# Can lizarmen still compete?



## jigplums (Dec 15, 2006)

My brother is convinced they can't compete with any of the newer codex's [he onwards really] and so ive been looking them over recently with a critical eye.

I think the problems being saurus and cold ones are too expensive compared to other armies choices. This makes it hard to have either blocked units or a reasonable cavalry response. There characters are good, but lack many decent magic items, there are a few worth taking but nothing amazing, and you can't vary it too much. 

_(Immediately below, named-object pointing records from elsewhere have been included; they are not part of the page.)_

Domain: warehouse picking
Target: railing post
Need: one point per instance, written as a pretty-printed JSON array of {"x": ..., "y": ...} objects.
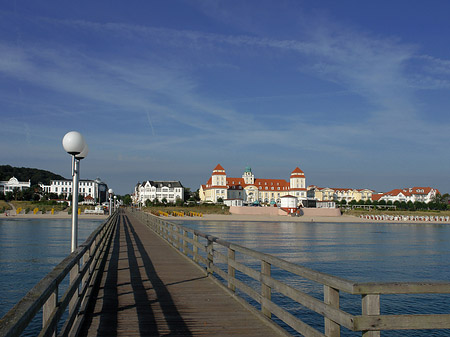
[
  {"x": 185, "y": 245},
  {"x": 371, "y": 306},
  {"x": 265, "y": 289},
  {"x": 210, "y": 256},
  {"x": 231, "y": 270},
  {"x": 331, "y": 297},
  {"x": 48, "y": 308},
  {"x": 73, "y": 275},
  {"x": 195, "y": 248}
]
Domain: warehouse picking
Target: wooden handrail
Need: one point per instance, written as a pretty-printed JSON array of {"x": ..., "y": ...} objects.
[
  {"x": 370, "y": 322},
  {"x": 45, "y": 293}
]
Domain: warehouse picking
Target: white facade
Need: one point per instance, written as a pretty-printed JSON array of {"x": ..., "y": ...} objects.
[
  {"x": 289, "y": 201},
  {"x": 233, "y": 202},
  {"x": 11, "y": 184},
  {"x": 96, "y": 189},
  {"x": 250, "y": 189},
  {"x": 159, "y": 190},
  {"x": 422, "y": 194}
]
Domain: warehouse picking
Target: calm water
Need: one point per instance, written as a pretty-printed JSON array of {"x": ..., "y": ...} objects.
[
  {"x": 358, "y": 252},
  {"x": 30, "y": 249}
]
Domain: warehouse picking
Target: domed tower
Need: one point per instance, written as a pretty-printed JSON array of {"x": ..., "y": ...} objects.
[
  {"x": 248, "y": 176},
  {"x": 298, "y": 180},
  {"x": 219, "y": 177}
]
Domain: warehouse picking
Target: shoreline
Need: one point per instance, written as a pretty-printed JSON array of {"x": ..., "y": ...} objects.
[
  {"x": 303, "y": 218},
  {"x": 231, "y": 218},
  {"x": 56, "y": 216}
]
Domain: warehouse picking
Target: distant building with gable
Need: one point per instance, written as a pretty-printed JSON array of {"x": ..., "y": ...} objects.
[
  {"x": 13, "y": 183},
  {"x": 339, "y": 194},
  {"x": 413, "y": 194},
  {"x": 250, "y": 189},
  {"x": 94, "y": 190}
]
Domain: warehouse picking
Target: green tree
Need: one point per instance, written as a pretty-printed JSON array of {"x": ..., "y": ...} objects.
[{"x": 126, "y": 200}]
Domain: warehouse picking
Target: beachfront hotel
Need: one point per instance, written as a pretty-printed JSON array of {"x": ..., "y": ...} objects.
[
  {"x": 413, "y": 194},
  {"x": 158, "y": 190},
  {"x": 251, "y": 190},
  {"x": 339, "y": 194},
  {"x": 90, "y": 189},
  {"x": 13, "y": 183}
]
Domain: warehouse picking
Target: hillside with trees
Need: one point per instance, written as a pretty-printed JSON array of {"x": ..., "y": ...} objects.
[{"x": 24, "y": 174}]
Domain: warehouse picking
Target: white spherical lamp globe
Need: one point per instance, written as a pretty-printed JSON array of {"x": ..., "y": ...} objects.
[
  {"x": 73, "y": 143},
  {"x": 83, "y": 154}
]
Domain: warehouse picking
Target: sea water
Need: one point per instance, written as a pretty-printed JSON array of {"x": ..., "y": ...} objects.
[
  {"x": 29, "y": 250},
  {"x": 359, "y": 252}
]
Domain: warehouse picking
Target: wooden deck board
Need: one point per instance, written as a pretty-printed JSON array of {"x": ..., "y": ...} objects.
[{"x": 149, "y": 289}]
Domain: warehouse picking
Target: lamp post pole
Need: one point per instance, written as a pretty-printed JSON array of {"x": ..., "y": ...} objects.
[
  {"x": 75, "y": 145},
  {"x": 110, "y": 191},
  {"x": 75, "y": 178}
]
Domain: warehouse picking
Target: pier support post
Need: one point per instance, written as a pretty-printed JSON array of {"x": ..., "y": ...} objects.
[
  {"x": 73, "y": 276},
  {"x": 266, "y": 291},
  {"x": 331, "y": 297},
  {"x": 371, "y": 306},
  {"x": 184, "y": 242},
  {"x": 48, "y": 308},
  {"x": 210, "y": 257},
  {"x": 231, "y": 270},
  {"x": 195, "y": 248}
]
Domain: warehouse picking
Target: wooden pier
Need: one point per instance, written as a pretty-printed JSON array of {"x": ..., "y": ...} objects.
[
  {"x": 141, "y": 275},
  {"x": 149, "y": 289}
]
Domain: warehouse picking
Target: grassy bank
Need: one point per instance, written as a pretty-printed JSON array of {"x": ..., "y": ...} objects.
[
  {"x": 204, "y": 209},
  {"x": 358, "y": 212},
  {"x": 44, "y": 207},
  {"x": 4, "y": 206}
]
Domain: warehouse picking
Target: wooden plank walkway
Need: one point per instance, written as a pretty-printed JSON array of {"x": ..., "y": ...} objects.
[{"x": 149, "y": 289}]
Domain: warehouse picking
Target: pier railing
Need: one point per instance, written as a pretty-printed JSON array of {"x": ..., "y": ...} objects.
[
  {"x": 219, "y": 259},
  {"x": 81, "y": 268}
]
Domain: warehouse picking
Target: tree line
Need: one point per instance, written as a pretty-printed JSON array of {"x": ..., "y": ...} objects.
[{"x": 35, "y": 176}]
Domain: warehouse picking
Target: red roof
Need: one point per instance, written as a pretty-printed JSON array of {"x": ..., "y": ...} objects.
[{"x": 219, "y": 167}]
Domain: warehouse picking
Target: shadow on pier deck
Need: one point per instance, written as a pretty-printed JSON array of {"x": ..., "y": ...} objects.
[{"x": 149, "y": 289}]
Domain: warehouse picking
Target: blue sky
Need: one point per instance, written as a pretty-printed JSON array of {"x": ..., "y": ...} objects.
[{"x": 355, "y": 93}]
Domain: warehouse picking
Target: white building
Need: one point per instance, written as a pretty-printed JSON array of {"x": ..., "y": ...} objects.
[
  {"x": 95, "y": 189},
  {"x": 151, "y": 190},
  {"x": 11, "y": 184},
  {"x": 250, "y": 189},
  {"x": 422, "y": 194}
]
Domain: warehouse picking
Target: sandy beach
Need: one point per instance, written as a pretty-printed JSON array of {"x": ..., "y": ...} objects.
[
  {"x": 226, "y": 217},
  {"x": 284, "y": 218},
  {"x": 272, "y": 218},
  {"x": 59, "y": 215}
]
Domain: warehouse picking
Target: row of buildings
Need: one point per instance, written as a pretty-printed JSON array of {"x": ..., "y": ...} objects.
[
  {"x": 251, "y": 190},
  {"x": 93, "y": 191},
  {"x": 172, "y": 191}
]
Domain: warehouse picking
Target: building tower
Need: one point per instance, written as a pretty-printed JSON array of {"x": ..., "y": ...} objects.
[
  {"x": 249, "y": 178},
  {"x": 219, "y": 177},
  {"x": 297, "y": 180}
]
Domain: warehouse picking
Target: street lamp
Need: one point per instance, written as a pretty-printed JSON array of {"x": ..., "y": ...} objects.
[
  {"x": 75, "y": 145},
  {"x": 110, "y": 191}
]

Other units such as the stegadon just aren't worth taking


----------



## neilbatte (Jan 2, 2008)

Any army can still compete with the others its just a bit harder when facing the newer armies I'm playing as chaos dwarves or ogres at the moment and these are even less loved than the frog on a bog army my evil dwarves have won all five of their battles and my ogre army only lost 2 games one against high elves one against empire and won 2 1 against high elves and 1 against empire although the lizard men have some of the worst magic items in the game they are still competative


----------



## Lord Sinkoran (Dec 23, 2006)

Lizardmen can still compete their wizards are cheap and skinks rule. true sauraus are expensive buts thats because they are so good.


----------



## Cole Deschain (Jun 14, 2008)

Dude, Lizardmen are NASTY.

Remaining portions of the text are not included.